Uluslararası ilişkilerde algılar önemlidir. Zira aktörlerin davranışları onlara dair önceden oluşturulmuş tarihsel imaj ve kültürel kodların süzgecinden geçerek anlam bulur. Algıların varlığı maddi gerçekliğin inkârı ya da küçümsenmesi anlamına gelmez. Ancak maddi gerçekliğe anlam kazandıran o gerçekliğe aktörlerce atfedilen anlamdır. Algılar statik değildir, değiştirilebilir. Aktörlerin eylemleri onları doğurur, dolayısıyla eylem değişince algı da değişebilir.
Türkiye değişiyor, Avrupalıların Türk dış politikası algısı da. Aslında 2005 yılında başlayan üyelik müzakerelerin de etkisiyle iç siyasi gelişmeler Avrupalıların Türkiye algısını belirleyen temel faktör olagelmiştir. Ancak son on yılda ülkenin gösterdiği ekonomik performans ve dış politika aktivizmi Türkiye’nin Avrupa entelektüel düzeyindeki varlığının yeniden inşa edilmesinde etkili birer faktör haline gelmişlerdir.
Onlarca yıldır Batı’nın öngörülür müttefiki olarak dış politikası analize değer görülmeyen Türkiye’nin dış politikada belli değer ve ilkeler belirleyerek bunları uygulamaya koymasının Avrupalı entelektüeller üzerindeki ilk etkisi derin bir şaşkınlıktı. Tabii ki zihniyetleri değiştirmek kolay bir süreç değildir, zaman ve sabır ister, pek çok belirsizlikleri de beraberinde getirir. Avrupalıların şaşkınlığı Türk dış politikasındaki değişime yönelik pek çok endişe doğurdu. Ancak ilk şaşkınlığın atlatılmasıyla, Avrupalılar ilk kez Türk dış politikasına bakıp daha nitelikli ve objektif bir görüş oluşturmaya başladılar.
SETA tarafından geçtiğimiz hafta yayınlanan Avrupa’da Türk Dış Politikası Algısı adlı rapor işte tam da Avrupalı entelektüellerin ve karar alıcıların Türk dış politikasına dair yeni yeni oluşturdukları bu nitelikli algının ne olduğunu ortaya koymaya çalışıyor.

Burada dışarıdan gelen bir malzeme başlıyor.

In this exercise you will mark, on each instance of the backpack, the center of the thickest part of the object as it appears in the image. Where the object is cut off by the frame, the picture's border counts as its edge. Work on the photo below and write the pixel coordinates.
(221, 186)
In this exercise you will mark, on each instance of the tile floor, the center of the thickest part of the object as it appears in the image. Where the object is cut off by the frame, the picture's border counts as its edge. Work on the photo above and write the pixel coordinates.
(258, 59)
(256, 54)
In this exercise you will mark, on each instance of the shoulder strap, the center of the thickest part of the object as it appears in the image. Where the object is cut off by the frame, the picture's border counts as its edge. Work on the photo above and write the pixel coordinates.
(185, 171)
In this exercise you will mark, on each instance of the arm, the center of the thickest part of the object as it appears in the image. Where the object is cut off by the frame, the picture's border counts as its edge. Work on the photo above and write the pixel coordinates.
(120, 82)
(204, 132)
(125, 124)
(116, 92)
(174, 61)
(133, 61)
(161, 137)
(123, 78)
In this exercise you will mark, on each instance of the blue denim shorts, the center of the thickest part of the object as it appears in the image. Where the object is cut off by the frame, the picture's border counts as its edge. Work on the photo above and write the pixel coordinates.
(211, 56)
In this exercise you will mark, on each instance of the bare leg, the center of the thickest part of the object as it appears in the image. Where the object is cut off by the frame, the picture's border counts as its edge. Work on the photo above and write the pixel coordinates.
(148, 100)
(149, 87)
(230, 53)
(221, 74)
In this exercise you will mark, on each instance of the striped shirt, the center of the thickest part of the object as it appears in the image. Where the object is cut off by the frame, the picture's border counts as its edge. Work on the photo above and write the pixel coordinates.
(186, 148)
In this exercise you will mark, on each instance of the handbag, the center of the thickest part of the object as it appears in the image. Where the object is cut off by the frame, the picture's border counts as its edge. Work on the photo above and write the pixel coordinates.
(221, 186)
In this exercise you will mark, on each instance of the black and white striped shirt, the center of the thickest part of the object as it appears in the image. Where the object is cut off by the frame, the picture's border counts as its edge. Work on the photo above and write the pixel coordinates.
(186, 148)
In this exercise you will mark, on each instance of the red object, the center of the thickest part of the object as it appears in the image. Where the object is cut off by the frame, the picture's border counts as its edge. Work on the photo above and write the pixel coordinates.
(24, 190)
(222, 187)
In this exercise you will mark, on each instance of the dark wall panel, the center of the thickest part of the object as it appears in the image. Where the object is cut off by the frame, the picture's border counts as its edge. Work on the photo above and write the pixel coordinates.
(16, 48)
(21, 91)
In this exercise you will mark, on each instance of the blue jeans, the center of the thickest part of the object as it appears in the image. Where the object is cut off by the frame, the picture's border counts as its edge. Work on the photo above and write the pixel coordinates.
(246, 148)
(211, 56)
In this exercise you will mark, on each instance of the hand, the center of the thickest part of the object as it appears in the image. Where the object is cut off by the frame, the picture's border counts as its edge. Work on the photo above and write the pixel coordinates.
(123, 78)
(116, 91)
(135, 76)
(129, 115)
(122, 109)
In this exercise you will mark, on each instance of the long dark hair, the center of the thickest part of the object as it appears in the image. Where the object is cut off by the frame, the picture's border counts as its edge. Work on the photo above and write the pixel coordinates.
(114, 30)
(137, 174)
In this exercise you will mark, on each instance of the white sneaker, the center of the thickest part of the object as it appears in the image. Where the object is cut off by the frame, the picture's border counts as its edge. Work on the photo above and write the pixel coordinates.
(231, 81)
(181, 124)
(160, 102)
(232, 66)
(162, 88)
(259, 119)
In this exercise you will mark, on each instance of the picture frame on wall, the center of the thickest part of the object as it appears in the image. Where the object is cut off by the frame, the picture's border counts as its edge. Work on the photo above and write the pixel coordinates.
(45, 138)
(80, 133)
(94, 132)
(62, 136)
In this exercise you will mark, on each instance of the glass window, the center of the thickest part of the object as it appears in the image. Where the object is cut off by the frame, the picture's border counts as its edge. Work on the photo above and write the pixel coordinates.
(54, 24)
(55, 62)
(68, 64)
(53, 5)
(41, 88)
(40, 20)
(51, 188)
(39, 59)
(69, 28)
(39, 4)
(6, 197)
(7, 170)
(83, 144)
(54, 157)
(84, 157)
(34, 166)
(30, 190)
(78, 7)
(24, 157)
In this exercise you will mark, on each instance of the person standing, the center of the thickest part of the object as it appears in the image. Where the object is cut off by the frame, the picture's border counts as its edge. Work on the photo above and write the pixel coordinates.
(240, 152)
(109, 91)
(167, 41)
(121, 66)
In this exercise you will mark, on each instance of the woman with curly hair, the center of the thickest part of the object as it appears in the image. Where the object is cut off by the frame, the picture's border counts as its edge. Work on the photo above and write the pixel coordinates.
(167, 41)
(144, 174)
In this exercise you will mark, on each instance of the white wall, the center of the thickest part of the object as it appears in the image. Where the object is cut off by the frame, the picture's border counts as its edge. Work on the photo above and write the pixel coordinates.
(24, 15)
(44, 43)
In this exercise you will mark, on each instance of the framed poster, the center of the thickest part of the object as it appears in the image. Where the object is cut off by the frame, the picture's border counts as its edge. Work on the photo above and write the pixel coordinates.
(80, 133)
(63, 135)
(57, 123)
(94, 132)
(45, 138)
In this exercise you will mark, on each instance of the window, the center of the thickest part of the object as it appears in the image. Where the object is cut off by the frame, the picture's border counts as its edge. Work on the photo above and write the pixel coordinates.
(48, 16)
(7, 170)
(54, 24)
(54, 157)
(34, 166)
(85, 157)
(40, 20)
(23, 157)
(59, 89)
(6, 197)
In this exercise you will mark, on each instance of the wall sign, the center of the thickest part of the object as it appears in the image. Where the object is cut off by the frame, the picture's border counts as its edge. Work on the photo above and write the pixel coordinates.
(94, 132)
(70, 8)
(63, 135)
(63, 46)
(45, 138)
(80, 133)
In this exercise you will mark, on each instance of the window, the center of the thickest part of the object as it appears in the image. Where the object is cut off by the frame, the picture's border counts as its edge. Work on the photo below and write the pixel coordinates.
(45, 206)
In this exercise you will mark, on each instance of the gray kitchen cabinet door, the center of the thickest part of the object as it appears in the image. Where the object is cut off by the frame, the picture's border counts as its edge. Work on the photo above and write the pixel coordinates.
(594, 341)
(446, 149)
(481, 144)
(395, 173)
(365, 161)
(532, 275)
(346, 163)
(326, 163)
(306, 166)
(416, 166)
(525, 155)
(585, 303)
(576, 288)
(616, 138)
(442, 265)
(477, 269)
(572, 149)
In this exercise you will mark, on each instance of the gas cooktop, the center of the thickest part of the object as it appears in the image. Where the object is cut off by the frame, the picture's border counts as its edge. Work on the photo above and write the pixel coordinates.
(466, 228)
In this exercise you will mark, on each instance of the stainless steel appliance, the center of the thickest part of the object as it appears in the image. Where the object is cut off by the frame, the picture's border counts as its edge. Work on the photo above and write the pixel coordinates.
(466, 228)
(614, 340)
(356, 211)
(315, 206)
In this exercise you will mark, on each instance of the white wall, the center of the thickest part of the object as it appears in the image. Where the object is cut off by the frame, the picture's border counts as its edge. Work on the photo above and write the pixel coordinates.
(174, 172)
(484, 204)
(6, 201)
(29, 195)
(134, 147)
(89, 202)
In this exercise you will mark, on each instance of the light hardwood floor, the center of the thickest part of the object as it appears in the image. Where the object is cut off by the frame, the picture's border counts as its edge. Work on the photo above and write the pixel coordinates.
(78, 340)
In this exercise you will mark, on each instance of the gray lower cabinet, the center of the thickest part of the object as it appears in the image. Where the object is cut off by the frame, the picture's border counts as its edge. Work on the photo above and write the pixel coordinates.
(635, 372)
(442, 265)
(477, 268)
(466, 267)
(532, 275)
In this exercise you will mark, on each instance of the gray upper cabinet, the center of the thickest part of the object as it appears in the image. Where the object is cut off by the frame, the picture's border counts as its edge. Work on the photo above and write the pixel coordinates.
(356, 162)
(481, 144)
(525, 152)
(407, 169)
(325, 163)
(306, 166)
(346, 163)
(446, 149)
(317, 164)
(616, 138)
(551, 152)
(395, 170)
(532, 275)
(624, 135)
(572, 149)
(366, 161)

SETA Raporuna göre Avrupalıların Türk dış politikası algısı oldukça olumlu ve rasyonel temellere dayanıyor. Türkiye’nin bölgesinde giderek artan etkinliğinden ve yapıcı rolünden memnuniyet duyan Avrupalılar, Türkiye’nin çok yönlü diplomasisinin küresel bir aktör olmayı hedefleyen ancak bunu gerçekleştirecek vizyonu yetersiz kalan AB için yadsınamaz bir değer olduğu görüşünde.
Türk dış politikası değişti değişmedi tartışmaları noktasında da Avrupalı entelektüellerin daha incelikli bir yaklaşım benimsedikleri ve bu süreci oluşturan küresel ortamdaki gelişmelere vurgu yaptıkları görülüyor. Bununla birlikte, değişen uluslararası ortamı doğru okuyan AK Parti’nin dış politikaya kendi tarzını getirerek ve değişim sürecini hızlandırdığı fikri öne çıkıyor. Türkiye’nin son yıllarda gösterdiği dinamizm, bu minvalde, ülkenin ideolojik bir hatta eksen kayması yaşadığı ve hatta ‘‘İslamlaştığı’’ şeklinde yorumlanmıyor. Tam aksine Avrupalı entelektüeller eksen kayması ve Yeni Osmanlıcık gibi Türk dış politikasında dini faktörleri ön plana çıkaran kavramsal yaklaşımları oldukça indirgemeci ve yersiz buluyorlar. Ekonomik çıkarların Türkiye’nin dış politikasını şekillendiren en önemli faktör olduğu görüşü ise beklenenin aksine Avrupa’da oldukça yaygın.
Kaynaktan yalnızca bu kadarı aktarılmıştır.